Besides being beautifully uncluttered, it’s very readable. The hands extend long enough, with the minute hand stopping at the edge of the dial. The hour hand stops about 2mm short of the hour marker. The
markers and hands are all lumed, excepting the 8 o’clock marker which has red in place of lume. This is a Marvin brand hallmark. I know that it’s not a dress watch, but it’s as close as I’ve come so far, and it will fit nicely with my business meetings, although it’s definitely not a slim watch for hiding under the sleeve cuff.

One thing I noticed immediately about wearing the Marvin is that the crown does not screw down. It’s been years since I’ve had an automatic watch where the crown winds the watch when it is pushed in. I had to discover this. The watch arrived with no literature at all other than a small card inviting me to go to the Marvin Watches website. Registering the watch with them causes them to give 8 Swiss francs support to non-governmental charitable organizations.

The watch case is 42mm. It feels very comfortable, and I’m used to wearing a steel bracelet and, excepting the Seiko, a smaller 39mm size case. On the whole, it feels –right–. It isn’t too heavy, and it’s not too large.

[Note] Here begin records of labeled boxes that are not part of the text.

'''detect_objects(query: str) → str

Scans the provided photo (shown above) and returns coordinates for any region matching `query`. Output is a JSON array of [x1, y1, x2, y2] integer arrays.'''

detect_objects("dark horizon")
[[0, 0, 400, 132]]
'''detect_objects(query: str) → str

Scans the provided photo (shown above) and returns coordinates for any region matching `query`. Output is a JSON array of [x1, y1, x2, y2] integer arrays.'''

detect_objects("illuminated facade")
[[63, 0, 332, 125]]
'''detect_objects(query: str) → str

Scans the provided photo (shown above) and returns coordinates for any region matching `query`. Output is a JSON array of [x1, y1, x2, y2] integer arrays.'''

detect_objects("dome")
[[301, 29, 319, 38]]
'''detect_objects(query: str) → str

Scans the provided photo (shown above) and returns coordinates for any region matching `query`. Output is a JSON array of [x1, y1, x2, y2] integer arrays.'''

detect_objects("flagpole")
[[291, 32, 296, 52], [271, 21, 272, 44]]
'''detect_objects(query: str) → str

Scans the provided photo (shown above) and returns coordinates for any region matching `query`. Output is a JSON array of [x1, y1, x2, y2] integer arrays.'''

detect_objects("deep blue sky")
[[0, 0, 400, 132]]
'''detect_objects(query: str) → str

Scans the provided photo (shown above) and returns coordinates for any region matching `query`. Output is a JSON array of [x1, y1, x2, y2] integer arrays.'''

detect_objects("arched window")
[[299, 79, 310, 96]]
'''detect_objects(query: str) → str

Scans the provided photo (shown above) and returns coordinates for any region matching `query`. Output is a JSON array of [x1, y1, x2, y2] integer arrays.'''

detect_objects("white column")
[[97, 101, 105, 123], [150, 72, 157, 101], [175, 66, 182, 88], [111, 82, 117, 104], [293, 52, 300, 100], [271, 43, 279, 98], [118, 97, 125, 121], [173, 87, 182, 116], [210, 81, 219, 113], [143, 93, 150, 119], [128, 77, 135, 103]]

The leather band is very well made. It has orange stitching that matches the dial, and is lined with red leather on the inside. These hidden details that are shared secrets between designer and wearer really resonate with me. Details matter. They show the manufacturer respects the product and respects the end user. The buckle has the Marvin crown emblem, which looks like an ‘M’ when inverted. The buckle is also a combination of brushed and polished surfaces. I’m not sure why, but the band has two metal studs sticking out of the band at the spring bar. What are these for? Why are they present? It seems like they could mark up the case. [Ed. Note – these are quick change levers for removing the straps easily when you want to change the strap without using a tool.]

Other details worth noting are the M Crown on the end of the octagonal crown, and the initials of the founders of the manufacture on the side of the case opposite the crown.


Packaging is one of the things manufacturers in any product space look to as a cost savings first. Some manufacturers will work backwards from their MSRP goal and use cheap packaging in an effort to put all available money into the product and still make a profit. Other manufacturers will adjust the MSRP up so that they can offer the product they really want to make and a package that does it justice.

Marvin made the right choice. It’s a pleasant surprise opening a package and seeing that it honors the product it contains. Marvin sent the watch in a brown cardboard box that had the curious closure of plastic strapping like you’d use on a much heavier box or a lot of lumber. Overkill is a good thing. Inside, the display box was wrapped in white tissue.

The top of the box slides off like a sleeve. The inner box has a side that folds down revealing a drawer that could contain documentation, warranty cards – none of which were included.

The watch itself is held in a leather covered oval with a magnetic closure. Magnets and leather are a sign of the money spent on the packaging. Opening the box, I knew I was opening something special. Inside, the watch rests gently strapped to a small pillow. This is a sign of designers who honor their work and honor their customers.

Thank you, Mr. Adams and Marvin for the watch and the opportunity to write about it. I’ll enjoy it for a long time to come.